結局、消費者が好むクルマを作る力自体がなくなっているからです。
GMらビッグスリーは日本車が売れて困ると政治力に頼って日本に圧力をかけました。
排ガス規制でも開発を怠り、魅力的なクルマ作りではなく販売促進費でクルマを売ろうとしました。
その結果、利益を損ねることになります。
一方、日本は現地生産化を進めるとともに低燃費で故障しないクルマで人気がでます。
しかし、またシェアを伸ばして叩かれるのが嫌なのであまりシェアが増えないように値上げします。
それでもじわじわとシェアは増えていきます。
そのせいで利益率が上がります。
もう日本メーカーにとっては理想的な状況でした。


アメリカメーカーは利益を減らし、日本メーカーは利益を増やす構造になってしまったのです。

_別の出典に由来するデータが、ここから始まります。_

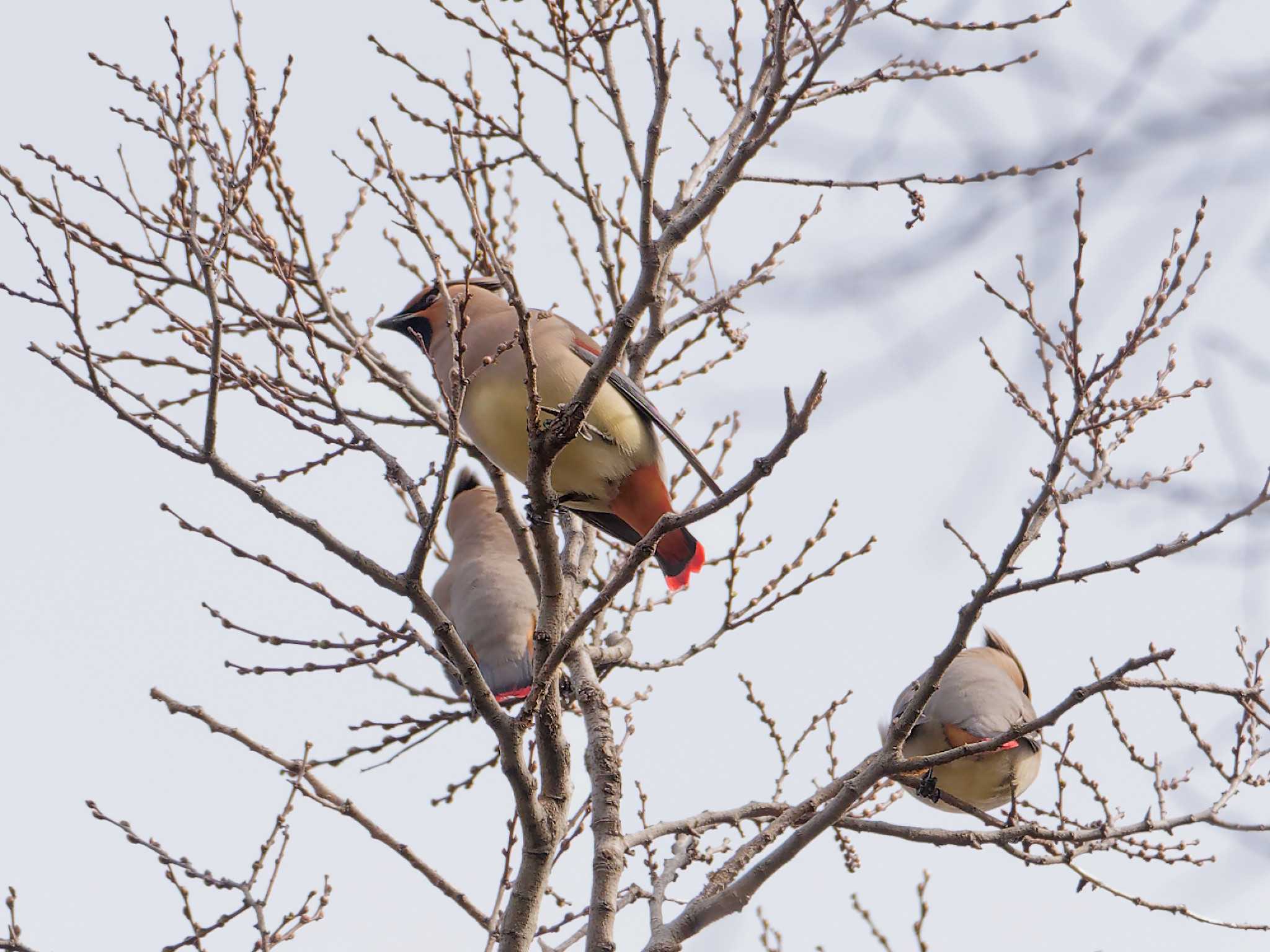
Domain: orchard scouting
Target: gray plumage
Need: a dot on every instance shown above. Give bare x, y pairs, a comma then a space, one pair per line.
985, 692
486, 592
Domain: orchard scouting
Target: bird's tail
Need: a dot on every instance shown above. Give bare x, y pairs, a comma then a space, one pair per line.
680, 557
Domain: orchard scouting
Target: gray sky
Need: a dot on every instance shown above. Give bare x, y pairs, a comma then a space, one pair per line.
103, 592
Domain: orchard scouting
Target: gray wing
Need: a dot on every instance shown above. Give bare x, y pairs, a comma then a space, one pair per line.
981, 699
636, 397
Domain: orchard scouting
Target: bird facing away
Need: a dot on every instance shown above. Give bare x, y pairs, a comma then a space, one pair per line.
486, 592
613, 474
984, 694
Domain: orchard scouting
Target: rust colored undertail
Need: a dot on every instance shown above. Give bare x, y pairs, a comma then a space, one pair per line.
680, 557
642, 500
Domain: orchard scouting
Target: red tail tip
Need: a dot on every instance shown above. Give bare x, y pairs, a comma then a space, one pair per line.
677, 582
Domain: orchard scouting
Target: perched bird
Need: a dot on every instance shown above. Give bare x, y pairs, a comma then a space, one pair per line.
486, 592
984, 694
611, 474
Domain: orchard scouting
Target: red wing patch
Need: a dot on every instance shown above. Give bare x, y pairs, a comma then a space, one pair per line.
958, 738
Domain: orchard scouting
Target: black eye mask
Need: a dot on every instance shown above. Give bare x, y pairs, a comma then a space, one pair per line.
411, 322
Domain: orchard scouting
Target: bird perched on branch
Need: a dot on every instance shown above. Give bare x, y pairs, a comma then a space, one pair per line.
611, 474
984, 694
486, 592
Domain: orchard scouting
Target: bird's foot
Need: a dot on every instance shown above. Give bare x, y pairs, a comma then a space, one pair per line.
926, 788
539, 518
586, 431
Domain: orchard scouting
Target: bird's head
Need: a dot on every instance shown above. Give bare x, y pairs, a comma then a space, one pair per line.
425, 314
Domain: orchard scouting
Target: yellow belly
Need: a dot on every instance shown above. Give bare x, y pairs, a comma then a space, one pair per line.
494, 412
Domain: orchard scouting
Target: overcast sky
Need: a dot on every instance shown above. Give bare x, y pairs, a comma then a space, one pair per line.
102, 592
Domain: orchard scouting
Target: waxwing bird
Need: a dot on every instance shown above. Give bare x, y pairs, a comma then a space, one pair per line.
613, 474
486, 592
984, 694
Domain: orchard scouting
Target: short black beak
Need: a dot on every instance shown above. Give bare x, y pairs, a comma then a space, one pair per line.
411, 324
397, 323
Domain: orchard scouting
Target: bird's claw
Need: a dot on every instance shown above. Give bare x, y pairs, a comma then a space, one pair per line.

しかも、製造コストはトヨタがどんどん削っていくのに、ビッグスリーは退職者の保険にコストがかかっています、いわゆるレガシーコスト。
GMの製造コストはトヨタの1.5倍という見積りがあります。

それほど強いと言われたトヨタでさえ赤字になるこの不況の中で、GMが立ち直れるとは到底思えません。
UAWは高い賃金と退職後も手厚い福祉を約束された最も豊かな労働者の組合です。
それは、また豊かな消費者でもあってアメリカの消費社会を支え、自動車産業自身も支えてきました。
ところが、その高コスト体質が問題となっても解決を拒み、GMらビッグスリーを破綻に追い込む元凶になってしまいました。
GMの株主となった現役の労働者たちも、自分たちの稼ぎが退職者のために使われることを懸念しています。